The Good, the Bad, and the Ugly
Los Angeles Daily News
By Congressman Brad Sherman
IN response to our country's economic crisis, several policy proposals have been discussed - proposals which I refer to as the good, the bad and the ugly.
First, the good. The Federal Reserve Board is going to buy $600 billion worth of long-term bonds - a monetary policy called quantitative easing. This will reduce long-term interest rates, increase demand and create jobs. China and Germany have condemned this approach because it will also move jobs from those countries to the United States.
Quantitative easing is an effective tool that is reversible. We can expand the money supply now, and then the Federal Reserve Board can reverse its action, selling the bonds when the economy improves. Therefore, this approach involves no permanent increase in the money supply and it does not increase our national debt.
With the unemployment rate at over 9.6 percent, we need to act to bring it down, so the Fed is to be commended. Although the Fed's decision is not risk free, given all of the other challenges we face, it is a good move. The fact that other countries - countries that are running giant trade surpluses with us - have condemned the move suggests we are doing something right.
Second, the bad: The tax proposals set forth in the so-called deficit reduction plan released by former U.S. Sen. Alan Simpson and former White House chief of staff Erskine Bowles. They actually put forward three different tax proposals. The most complete is the so-called Wyden-Gregg Style Reform, which I will address.
I am willing to embrace a program of shared sacrifice and austerity. However, the Simpson-Bowles proposal gives "shared sacrifice" a bad name, and uses it to disguise what is actually a giant tax cut for large corporations.
In the name of austerity, deficit reduction and shared sacrifice, we are told that the tax rate on the wealthiest Americans should be reduced by roughly 12 percent, from a rate of 39.6 percent to a rate of 35 percent. We are also told that the corporate tax rate should be reduced by a quarter, from 35 percent down to 26 percent.
The Simpson-Bowles proposal provides the maximum possible incentive for off-shoring jobs, telling U.S. corporations that overseas profits are permanently exempt from U.S. taxation. This proposal simply uses the debt crisis as an opportunity to shift wealth and power and income from the middle class to corporate elites and the very wealthy.

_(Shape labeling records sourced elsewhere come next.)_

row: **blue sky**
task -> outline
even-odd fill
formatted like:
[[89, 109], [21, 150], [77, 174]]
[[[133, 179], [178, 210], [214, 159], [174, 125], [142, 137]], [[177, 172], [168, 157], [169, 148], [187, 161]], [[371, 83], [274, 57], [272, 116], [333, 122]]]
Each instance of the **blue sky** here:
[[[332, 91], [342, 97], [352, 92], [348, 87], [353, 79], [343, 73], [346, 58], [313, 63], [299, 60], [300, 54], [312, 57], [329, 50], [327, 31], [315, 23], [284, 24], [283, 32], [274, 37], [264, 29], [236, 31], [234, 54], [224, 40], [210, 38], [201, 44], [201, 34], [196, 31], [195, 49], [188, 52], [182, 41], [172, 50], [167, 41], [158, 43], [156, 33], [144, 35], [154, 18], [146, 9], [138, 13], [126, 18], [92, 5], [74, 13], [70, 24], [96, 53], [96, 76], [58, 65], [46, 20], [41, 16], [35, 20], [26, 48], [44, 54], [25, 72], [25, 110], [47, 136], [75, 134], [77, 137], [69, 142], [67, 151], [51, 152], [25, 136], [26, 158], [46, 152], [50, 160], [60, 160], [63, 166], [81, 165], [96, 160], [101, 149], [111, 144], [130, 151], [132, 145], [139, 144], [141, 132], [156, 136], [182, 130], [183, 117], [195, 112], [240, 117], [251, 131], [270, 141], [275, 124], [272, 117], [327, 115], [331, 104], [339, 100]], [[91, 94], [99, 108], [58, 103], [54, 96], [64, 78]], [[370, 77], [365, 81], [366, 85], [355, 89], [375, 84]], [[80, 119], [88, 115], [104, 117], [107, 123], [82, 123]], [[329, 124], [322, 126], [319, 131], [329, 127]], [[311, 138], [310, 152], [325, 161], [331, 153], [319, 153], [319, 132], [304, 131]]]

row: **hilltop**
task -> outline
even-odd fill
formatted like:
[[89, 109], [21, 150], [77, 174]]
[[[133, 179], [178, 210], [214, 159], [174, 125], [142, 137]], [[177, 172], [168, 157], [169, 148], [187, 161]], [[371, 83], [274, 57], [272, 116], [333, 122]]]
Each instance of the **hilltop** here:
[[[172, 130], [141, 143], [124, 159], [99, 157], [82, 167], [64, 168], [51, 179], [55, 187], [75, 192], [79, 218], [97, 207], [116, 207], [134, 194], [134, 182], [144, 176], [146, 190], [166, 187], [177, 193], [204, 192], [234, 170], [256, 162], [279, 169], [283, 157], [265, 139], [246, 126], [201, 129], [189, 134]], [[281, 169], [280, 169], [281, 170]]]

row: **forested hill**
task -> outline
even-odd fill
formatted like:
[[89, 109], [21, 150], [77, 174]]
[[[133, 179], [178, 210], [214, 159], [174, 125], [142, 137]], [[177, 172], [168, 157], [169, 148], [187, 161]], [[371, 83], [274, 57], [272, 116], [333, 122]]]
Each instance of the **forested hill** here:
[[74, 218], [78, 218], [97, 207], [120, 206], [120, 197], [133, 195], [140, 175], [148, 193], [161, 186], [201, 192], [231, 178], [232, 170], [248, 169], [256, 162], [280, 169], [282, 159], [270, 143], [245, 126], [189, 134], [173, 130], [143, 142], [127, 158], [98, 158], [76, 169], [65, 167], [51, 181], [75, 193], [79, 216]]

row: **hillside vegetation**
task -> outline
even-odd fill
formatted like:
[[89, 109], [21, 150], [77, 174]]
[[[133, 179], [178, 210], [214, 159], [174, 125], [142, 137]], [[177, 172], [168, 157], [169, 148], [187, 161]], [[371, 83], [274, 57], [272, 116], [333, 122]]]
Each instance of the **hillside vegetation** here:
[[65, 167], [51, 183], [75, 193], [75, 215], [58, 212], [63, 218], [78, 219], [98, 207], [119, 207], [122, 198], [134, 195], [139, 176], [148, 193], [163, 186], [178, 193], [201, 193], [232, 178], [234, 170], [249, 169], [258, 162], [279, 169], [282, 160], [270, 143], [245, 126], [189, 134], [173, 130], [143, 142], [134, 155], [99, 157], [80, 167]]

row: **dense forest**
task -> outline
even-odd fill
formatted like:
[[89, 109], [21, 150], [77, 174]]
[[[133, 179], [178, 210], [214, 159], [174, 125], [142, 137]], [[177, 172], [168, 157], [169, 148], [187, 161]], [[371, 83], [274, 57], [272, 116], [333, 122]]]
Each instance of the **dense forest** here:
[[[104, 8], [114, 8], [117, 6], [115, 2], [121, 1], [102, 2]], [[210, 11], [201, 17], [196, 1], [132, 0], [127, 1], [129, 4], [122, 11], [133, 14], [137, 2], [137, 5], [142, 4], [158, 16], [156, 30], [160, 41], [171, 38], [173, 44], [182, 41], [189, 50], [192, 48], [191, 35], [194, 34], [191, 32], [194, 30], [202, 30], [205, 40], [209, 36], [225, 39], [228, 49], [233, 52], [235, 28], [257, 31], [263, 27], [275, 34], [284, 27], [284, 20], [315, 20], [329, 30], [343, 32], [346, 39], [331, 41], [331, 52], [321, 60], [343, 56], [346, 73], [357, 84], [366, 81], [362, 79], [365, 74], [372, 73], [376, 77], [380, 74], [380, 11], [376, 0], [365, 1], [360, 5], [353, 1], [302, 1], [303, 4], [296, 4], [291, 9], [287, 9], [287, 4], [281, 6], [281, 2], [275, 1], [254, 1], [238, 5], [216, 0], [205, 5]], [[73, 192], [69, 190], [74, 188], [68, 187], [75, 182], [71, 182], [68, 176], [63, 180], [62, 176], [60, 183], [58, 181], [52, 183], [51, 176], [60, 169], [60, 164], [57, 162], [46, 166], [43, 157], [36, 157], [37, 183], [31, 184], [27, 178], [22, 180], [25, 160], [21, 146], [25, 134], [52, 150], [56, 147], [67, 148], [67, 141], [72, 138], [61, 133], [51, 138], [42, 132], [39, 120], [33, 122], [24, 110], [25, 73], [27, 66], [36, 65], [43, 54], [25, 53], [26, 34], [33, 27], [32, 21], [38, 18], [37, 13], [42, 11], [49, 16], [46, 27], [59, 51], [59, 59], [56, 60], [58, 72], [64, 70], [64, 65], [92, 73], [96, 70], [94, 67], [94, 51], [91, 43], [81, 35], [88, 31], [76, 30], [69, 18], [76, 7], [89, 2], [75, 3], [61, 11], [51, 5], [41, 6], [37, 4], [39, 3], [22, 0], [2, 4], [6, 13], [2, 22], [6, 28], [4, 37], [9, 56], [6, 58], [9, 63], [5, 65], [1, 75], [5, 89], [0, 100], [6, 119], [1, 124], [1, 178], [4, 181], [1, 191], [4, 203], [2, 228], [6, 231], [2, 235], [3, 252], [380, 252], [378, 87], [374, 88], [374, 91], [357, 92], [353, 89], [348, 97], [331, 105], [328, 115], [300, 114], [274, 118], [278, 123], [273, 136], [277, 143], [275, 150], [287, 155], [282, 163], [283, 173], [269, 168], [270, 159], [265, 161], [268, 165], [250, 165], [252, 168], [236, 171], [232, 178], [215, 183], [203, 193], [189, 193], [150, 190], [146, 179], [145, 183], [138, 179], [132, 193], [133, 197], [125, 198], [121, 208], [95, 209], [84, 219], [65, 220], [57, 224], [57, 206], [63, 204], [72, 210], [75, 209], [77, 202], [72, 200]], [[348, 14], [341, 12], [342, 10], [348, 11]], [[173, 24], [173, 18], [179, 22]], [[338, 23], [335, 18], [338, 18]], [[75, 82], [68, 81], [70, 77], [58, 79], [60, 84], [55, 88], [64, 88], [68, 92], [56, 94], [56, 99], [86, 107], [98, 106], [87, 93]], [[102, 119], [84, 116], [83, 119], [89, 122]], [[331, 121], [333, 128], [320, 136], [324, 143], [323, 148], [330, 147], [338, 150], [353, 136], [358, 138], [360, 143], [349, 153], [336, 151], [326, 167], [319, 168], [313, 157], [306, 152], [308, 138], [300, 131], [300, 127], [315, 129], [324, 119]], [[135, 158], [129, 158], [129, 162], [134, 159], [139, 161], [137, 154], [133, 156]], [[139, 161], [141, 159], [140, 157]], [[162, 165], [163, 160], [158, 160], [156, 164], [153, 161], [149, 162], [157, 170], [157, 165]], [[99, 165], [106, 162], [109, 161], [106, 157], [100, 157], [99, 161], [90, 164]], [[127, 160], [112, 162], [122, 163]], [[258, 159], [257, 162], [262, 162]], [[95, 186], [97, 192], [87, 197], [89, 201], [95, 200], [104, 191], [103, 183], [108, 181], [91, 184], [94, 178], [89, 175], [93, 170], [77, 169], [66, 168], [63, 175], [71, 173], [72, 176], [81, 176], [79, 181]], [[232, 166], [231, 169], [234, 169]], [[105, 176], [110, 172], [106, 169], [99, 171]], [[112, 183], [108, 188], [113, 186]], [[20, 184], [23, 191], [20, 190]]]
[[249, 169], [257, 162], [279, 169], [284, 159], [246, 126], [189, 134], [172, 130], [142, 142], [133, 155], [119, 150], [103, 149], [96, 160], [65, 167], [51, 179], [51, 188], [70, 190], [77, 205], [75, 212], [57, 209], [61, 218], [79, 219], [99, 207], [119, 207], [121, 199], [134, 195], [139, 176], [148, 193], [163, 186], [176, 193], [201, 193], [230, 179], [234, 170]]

Although the Simpson-Bowles proposal discusses the reduction of certain corporate tax loopholes, it does so only in vague terms, and only to a small degree. The plan basically represents a dramatic decline in the revenue from the corporate income tax and from the wealthiest individuals.

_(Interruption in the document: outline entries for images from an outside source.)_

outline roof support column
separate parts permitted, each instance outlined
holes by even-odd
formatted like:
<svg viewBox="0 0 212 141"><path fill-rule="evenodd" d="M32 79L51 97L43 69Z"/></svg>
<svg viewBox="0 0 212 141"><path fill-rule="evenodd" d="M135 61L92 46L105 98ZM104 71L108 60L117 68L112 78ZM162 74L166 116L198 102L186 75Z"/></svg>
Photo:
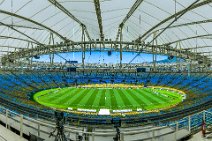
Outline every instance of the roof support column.
<svg viewBox="0 0 212 141"><path fill-rule="evenodd" d="M51 44L51 42L54 45L53 33L50 33L50 36L49 36L49 45ZM53 48L52 51L50 51L49 59L50 59L50 65L52 66L54 64L54 48Z"/></svg>
<svg viewBox="0 0 212 141"><path fill-rule="evenodd" d="M120 28L119 28L119 30L120 30L120 67L122 67L122 41L123 41L123 34L122 34L122 29L123 29L123 27L121 26Z"/></svg>
<svg viewBox="0 0 212 141"><path fill-rule="evenodd" d="M154 32L154 33L153 33L153 39L154 39L156 36L157 36L157 32ZM156 62L157 62L157 50L156 50L154 44L155 44L155 45L158 44L158 43L157 43L157 39L154 40L154 41L152 42L152 45L153 45L153 46L152 46L153 71L155 72L155 71L156 71Z"/></svg>
<svg viewBox="0 0 212 141"><path fill-rule="evenodd" d="M82 42L85 42L85 26L82 25ZM82 48L82 66L84 68L85 66L85 47L86 44L81 44L81 48Z"/></svg>

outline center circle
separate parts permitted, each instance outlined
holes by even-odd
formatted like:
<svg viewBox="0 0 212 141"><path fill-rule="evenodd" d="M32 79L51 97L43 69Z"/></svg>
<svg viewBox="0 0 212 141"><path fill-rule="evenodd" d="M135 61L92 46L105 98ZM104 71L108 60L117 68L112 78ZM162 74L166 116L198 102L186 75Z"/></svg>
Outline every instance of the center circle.
<svg viewBox="0 0 212 141"><path fill-rule="evenodd" d="M79 85L33 95L36 102L50 108L97 114L155 112L174 107L185 98L177 89L130 84Z"/></svg>

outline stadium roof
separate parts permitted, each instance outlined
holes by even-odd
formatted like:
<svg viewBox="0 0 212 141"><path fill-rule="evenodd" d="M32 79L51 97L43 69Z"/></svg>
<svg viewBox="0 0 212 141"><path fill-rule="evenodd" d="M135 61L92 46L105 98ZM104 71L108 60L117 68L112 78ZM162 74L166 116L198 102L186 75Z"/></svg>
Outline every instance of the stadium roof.
<svg viewBox="0 0 212 141"><path fill-rule="evenodd" d="M212 58L212 0L0 0L0 56L55 42L152 42ZM155 36L154 36L155 35ZM179 47L178 47L179 48ZM180 48L179 48L180 49Z"/></svg>

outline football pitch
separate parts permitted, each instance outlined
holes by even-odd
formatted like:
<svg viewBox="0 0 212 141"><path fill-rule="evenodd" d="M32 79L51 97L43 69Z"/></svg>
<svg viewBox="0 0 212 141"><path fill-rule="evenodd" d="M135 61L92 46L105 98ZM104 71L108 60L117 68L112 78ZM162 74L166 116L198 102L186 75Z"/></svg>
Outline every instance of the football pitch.
<svg viewBox="0 0 212 141"><path fill-rule="evenodd" d="M37 92L33 99L57 109L124 110L166 109L182 102L183 96L166 88L65 87Z"/></svg>

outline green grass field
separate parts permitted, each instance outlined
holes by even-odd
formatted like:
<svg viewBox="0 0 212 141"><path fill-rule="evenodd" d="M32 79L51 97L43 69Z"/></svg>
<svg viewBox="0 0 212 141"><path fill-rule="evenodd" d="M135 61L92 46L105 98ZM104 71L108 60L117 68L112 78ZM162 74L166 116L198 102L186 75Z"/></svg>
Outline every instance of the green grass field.
<svg viewBox="0 0 212 141"><path fill-rule="evenodd" d="M182 102L175 91L153 88L55 88L33 95L38 103L58 109L165 109Z"/></svg>

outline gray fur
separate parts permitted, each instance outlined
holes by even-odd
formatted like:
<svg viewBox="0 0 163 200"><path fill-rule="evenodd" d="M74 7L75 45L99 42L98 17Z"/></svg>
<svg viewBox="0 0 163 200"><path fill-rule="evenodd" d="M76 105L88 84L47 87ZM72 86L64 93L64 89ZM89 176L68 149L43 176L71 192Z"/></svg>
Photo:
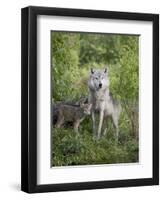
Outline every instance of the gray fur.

Finally, the ugly. On many occasions, we have been told by our Republican colleagues that the worst thing we could do is increase taxes in the middle of a recession. Yet, all of the Republican proposals involve a dramatic tax increase for working families next year by allowing the Obama tax cuts to expire at year's end, particularly the Making Work Pay Tax Credit - $800 for working couples; $400 for working singles.
Extending this credit for one year would cost about $60 billion. In contrast, extending the Bush tax cuts for the top 2 percent will cost $700 billion over the next ten years, and more in the decade to come.
But, why is no one talking about extending the Obama tax cuts? Is it because no one with an income of over $190,000 a year would benefit? For more than half of all working American families, the Obama tax cuts are more important than the Bush tax cuts.
We should not let all the talk of extending the Bush tax cuts, and all the talk about taxpayers who earn more than $250,000 a year, distract us from the fact that the Obama tax cuts expire at the end of this year.
I have urged my colleagues to join with me in co-sponsoring the Making Work Pay Tax Credit Extension Act, H.R. 3118, which would extend the $800/$400 credit for a year. And, I look forward to working in a bipartisan way to provide tax relief that will get this economy moving again, before shifting to fiscal austerity. However, allowing the Obama tax cuts to expire and cutting corporate income tax by one quarter is not the way to go.
Congressman Brad Sherman, D-Sherman Oaks, one of five CPAs in the House of Representatives, is a senior member of the House Committee on Financial Services.